I was sickened by what the BBC investigation found and the debate about what kind of society we are breeding is another argument. But to allow technology to be used to fuel such events is just plain sick, and like extreme pornography is subject to stringent rules and regulations, it’s time for the Government to step up to the plate and investigate ways of banning such films from being uploaded and broadcast.
I’m all for freedom of expression, but this cannot be justified when it comes to these videos. As Lord Taylor of Warwick said on Panorama, people are committing a criminal offence carrying out these beatings, so why on earth should it be legal to show them?
In the same speech, Sir Tim ended by saying the web should not become controlled by a single company – or a single country – but the internet has grown out of all recognition over the past decade and measures to police it are severely hampered by its international nature and differing legal standpoints across the globe. What’s right in one country, is wrong in another and by registering sites in countries with less stringent laws, anyone can attempt to evade their responsibility and make money out of this misery.
Forget tabloid scare stories, this stuff is real, it’s out there now – I know because I’ve just found a load of them with a couple of clicks and a few simple search terms.
And we should all be concerned because eventually the backlash will get so big that it will become impossible to ignore. And then they’ll be all sorts of knee-jerk reactions and ill-thought out laws passed that instead of tackling this problem head on, cause a chain reaction of problems for the every internet user.
While I don’t believe Government intervention to always be the best way, companies allowing the posting of such images are surely as complicit in the attacks as those filming them. They rightly wouldn’t allow videos of child pornography, so why is it right to show children being battered?
They claim self-censorship is the answer, putting the viewer in charge of reporting footage they find offensive to then be viewed and taken down if moderators deem it appropriate. But as Panorama found, what is acceptable varies widely and while scenes of dog-fighting were removed from one site, it allowed a video showing a youngster brandishing a gun.
The answer to this complex issue has to lie in the money trail.
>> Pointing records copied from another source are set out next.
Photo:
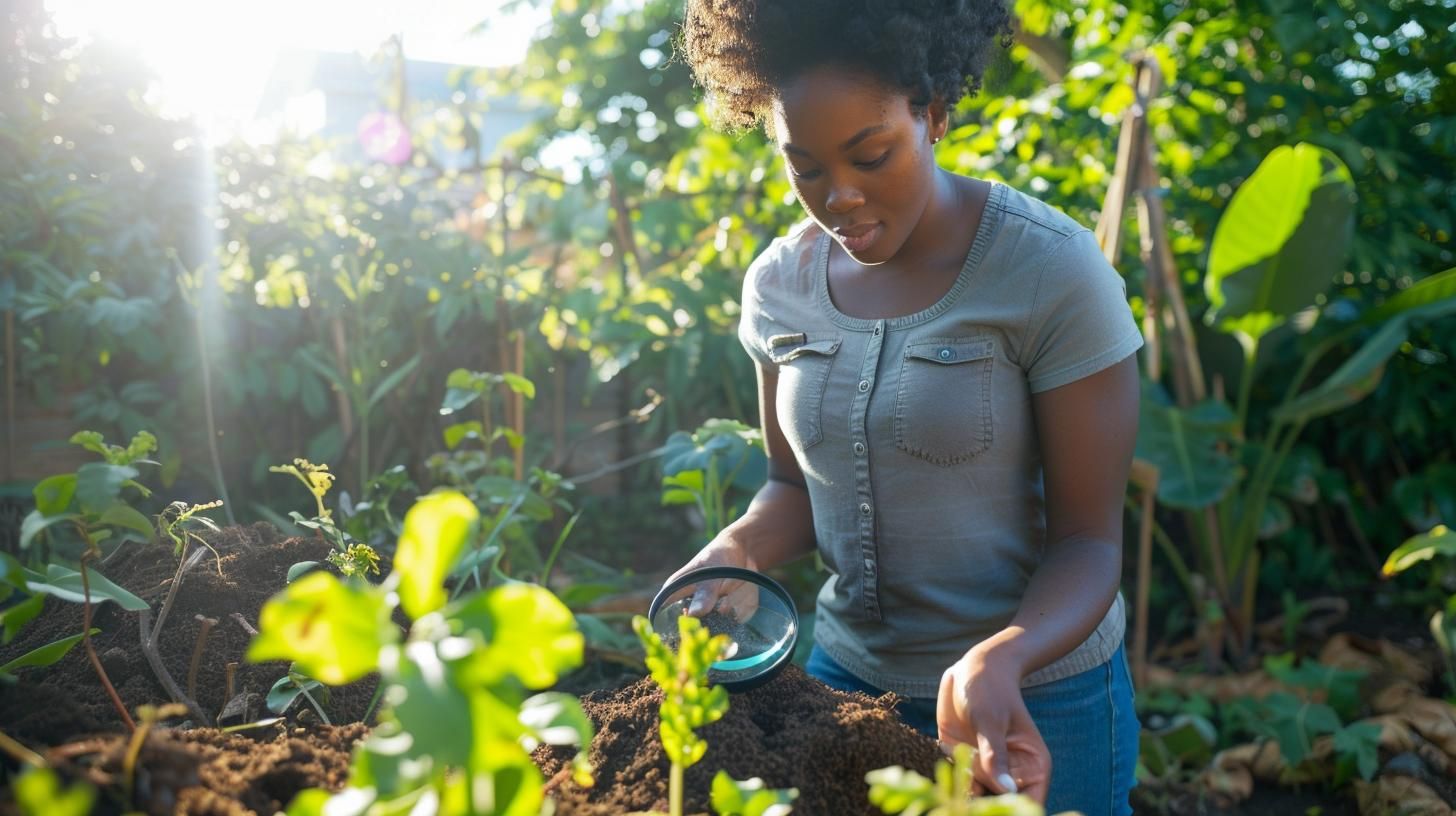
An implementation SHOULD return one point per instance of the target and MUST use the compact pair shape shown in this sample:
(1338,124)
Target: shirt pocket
(802,375)
(944,401)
Very few people these days create a site on the web that’s not-for-profit. We’re all in it for the money, and that mainly comes from advertising revenue.
But what legitimate company wants to be advertising on a website that allows the publication of such savagery – however many millions of hits that site is getting. Panorama found many right-thinking firms weren’t even aware their ads were being shown on these channels, having been placed there by middlemen agencies.
Cut off the revenue stream, and you cut off the website’s lifeline. Then the bosses and shareholders will soon sit up and take notice as their profits start to take the sort of beating these poor kids and adults are having to endure in the name of “web entertainment”.